Me volví y vi que todos los enanos venían corriendo hacia nosotros por donde estaban las palmeras. Primero llegaron cuatro jinetes montando otros tantos molucos, esta vez los jinetes eran los reyes.

—¡Capturadlos! —gritó Rey de Picas—. ¡Volved a meterlos dentro del solitario!

Sonó un tremendo estallido dentro de la isla, y de pronto ocurrió algo que me hizo caer hacia atrás de espanto. Como por arte de magia, desaparecieron los molucos y los enanos. Me volví hacia As de Corazones, pero también se había esfumado. Fui corriendo hasta la palmera en la que había estado apoyada y, exactamente en ese lugar, encontré un naipe en el suelo boca abajo. Al darle la vuelta, vi que era el as de corazones.

Se me saltaron las lágrimas, a la vez que me subía por la garganta una extraña cólera. Me acerqué corriendo hacia el hueco entre las palmeras por el que habían entrado los molucos y los enanos. Justo cuando estaba llegando, un fuerte remolino hizo levantar del suelo un montón de naipes. El as de corazones ya lo tenía en la mano, así que recogí el resto de las cartas, hasta completar las 52. Todas estaban tan gastadas y rotas que apenas se podían distinguir las imágenes. Me metí las 52 cartas en el bolsillo.

Al mirar de nuevo al suelo, descubrí cuatro escarabajos blancos, todos tenían seis patas. Intenté cogerlos, pero se metieron debajo de una piedra y desaparecieron.

Volví a oír un tremendo estallido en el centro de la isla, a la vez que grandes olas me subían por las piernas. Vi que Comodín ya estaba en el bote, y que se alejaba de la isla remando. Me fui tras él, y cuando por fin lo alcancé y pude meterme dentro, el agua me llegaba hasta la cintura.

—De modo que el hijo del panadero al final se escapa —dijo Comodín—. En realidad, uno había pensado huir de aquí solo.

Me dio un remo y, mientras remábamos al máximo de nuestras fuerzas, vimos hundirse la isla en el mar. El agua hervía y se arremolinaba en torno a las palmeras. Cuando desapareció la última palmera entre las olas, un pajarillo echó a volar desde su copa.

Tuvimos que luchar a muerte para no ser arrastrados por la resaca de la isla, que desapareció en lo profundo del mar. Cuando por fin pudimos dejar de remar, mis manos estaban sangrando.

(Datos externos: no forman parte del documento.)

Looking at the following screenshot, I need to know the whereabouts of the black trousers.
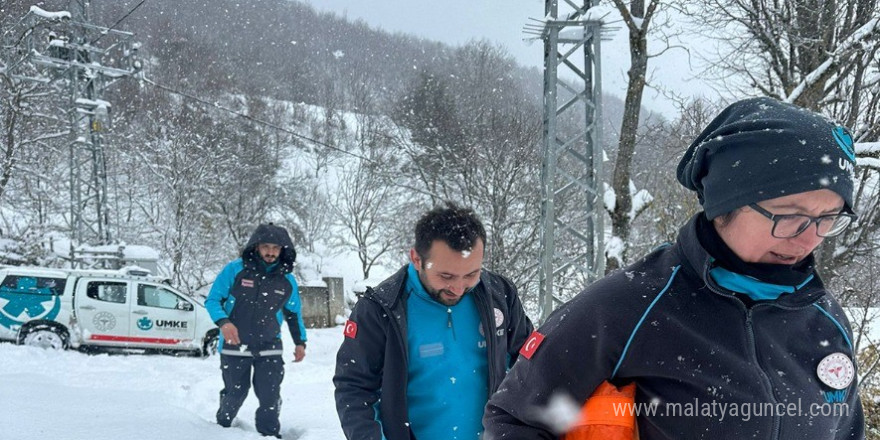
[217,354,284,436]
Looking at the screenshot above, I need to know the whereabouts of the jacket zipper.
[446,307,458,341]
[703,264,782,440]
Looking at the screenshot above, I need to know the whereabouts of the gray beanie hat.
[678,98,856,220]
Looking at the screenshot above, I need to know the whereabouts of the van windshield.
[0,275,67,296]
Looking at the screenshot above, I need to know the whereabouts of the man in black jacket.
[333,204,532,440]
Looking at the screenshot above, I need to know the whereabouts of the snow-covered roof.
[31,6,70,20]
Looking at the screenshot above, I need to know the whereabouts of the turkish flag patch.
[343,319,357,339]
[519,330,544,359]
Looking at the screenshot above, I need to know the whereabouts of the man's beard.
[423,284,467,307]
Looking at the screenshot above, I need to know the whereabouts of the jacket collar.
[676,213,825,307]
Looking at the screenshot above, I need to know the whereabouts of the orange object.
[562,380,639,440]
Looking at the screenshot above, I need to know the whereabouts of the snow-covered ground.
[0,327,345,440]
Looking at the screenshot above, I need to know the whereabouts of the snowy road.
[0,327,345,440]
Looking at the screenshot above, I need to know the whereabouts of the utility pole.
[525,0,605,321]
[7,0,142,267]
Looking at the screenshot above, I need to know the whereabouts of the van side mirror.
[177,300,193,312]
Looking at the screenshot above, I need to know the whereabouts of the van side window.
[138,284,182,309]
[86,281,128,304]
[0,275,67,296]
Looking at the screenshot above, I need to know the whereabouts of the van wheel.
[18,324,69,350]
[202,331,219,357]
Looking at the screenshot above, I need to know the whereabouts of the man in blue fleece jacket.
[333,204,532,440]
[205,223,306,438]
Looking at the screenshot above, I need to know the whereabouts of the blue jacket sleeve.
[205,260,242,327]
[284,274,308,345]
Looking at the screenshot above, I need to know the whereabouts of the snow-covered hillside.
[0,328,345,440]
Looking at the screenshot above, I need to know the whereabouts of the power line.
[143,78,373,162]
[89,0,147,45]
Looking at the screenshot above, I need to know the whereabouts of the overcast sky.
[306,0,716,115]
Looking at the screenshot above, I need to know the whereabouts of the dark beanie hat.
[678,98,855,219]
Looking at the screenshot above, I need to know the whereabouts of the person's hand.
[220,322,241,345]
[293,345,306,362]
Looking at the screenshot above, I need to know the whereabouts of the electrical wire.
[142,77,373,162]
[89,0,147,45]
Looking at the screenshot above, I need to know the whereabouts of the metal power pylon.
[525,0,605,321]
[7,0,141,264]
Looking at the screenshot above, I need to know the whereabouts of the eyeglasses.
[749,203,856,238]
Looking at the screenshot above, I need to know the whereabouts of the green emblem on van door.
[0,277,61,328]
[138,316,153,331]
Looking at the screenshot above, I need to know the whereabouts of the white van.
[0,266,219,355]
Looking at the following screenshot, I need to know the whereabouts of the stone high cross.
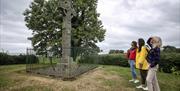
[59,0,76,74]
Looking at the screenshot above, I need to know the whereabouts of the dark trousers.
[140,69,148,85]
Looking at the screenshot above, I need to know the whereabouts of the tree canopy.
[23,0,106,55]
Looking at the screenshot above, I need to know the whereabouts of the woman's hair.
[152,36,162,48]
[132,41,137,48]
[138,38,145,52]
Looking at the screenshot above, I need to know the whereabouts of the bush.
[0,53,39,65]
[79,54,129,67]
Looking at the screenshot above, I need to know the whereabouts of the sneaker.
[136,85,143,88]
[142,86,148,91]
[129,79,134,82]
[134,80,139,83]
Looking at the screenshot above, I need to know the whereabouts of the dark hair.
[132,41,137,48]
[138,38,145,52]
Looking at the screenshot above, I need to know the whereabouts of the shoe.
[142,86,148,91]
[134,80,139,83]
[136,85,143,88]
[129,79,134,82]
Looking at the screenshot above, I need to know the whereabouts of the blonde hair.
[152,36,162,48]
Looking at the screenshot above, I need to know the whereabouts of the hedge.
[79,53,180,74]
[0,53,39,65]
[79,54,129,67]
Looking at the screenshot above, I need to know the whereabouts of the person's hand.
[139,63,143,69]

Comodín también había remado como un hombre, pero sus manos estaban tan limpias y tan blancas como cuando el día anterior me las tendió delante de la cabaña de Frode.

Poco después, el sol se puso sobre el mar. Nos quedamos a la deriva toda la noche y todo el día siguiente. Varias veces intenté iniciar una especie de conversación con mi acompañante, pero no pude sacarle casi nada. Siempre estaba callado, con una sonrisa irónica en la boca.

Al día siguiente, por la noche, nos recogió una goleta de Arendal. Les contamos que íbamos a bordo del María, que había naufragado unos días antes y que seguramente éramos los únicos supervivientes.

La goleta se dirigía a Marsella. Durante toda la travesía hacia Europa, Comodín seguía tan callado como había estado en el bote salvavidas. Los marineros pensarían que era un extraño personaje, pero nadie dijo nada.

Cuando nos bajamos en el puerto de Marsella, el pequeño bufón se metió entre unos edificios del muelle y desapareció sin despedirse.

Más tarde aquel mismo año, llegué aquí a Dorf. Lo que me había sucedido era tan extraño que me pareció que necesitaría el resto de mi vida para pensar en ello. Para eso, Dorf era el sitio ideal. Llegué aquí de pura casualidad hace 52 años.

Al saber que no había ningún panadero en el pueblo, abrí una pequeña panadería. Había sido aprendiz de panadero en Lübeck antes de ser marinero. Desde entonces, este lugar ha sido mi hogar.

Nunca conté a nadie lo sucedido. De todos modos, nadie me hubiera creído.

Tengo que admitir que yo mismo he dudado, alguna que otra vez, de la historia sobre la isla mágica. Pero, cuando desembarqué en Marsella, llevaba un saco blanco al hombro, y durante todos estos años, he guardado celosamente tanto el saco como todo lo que había en él.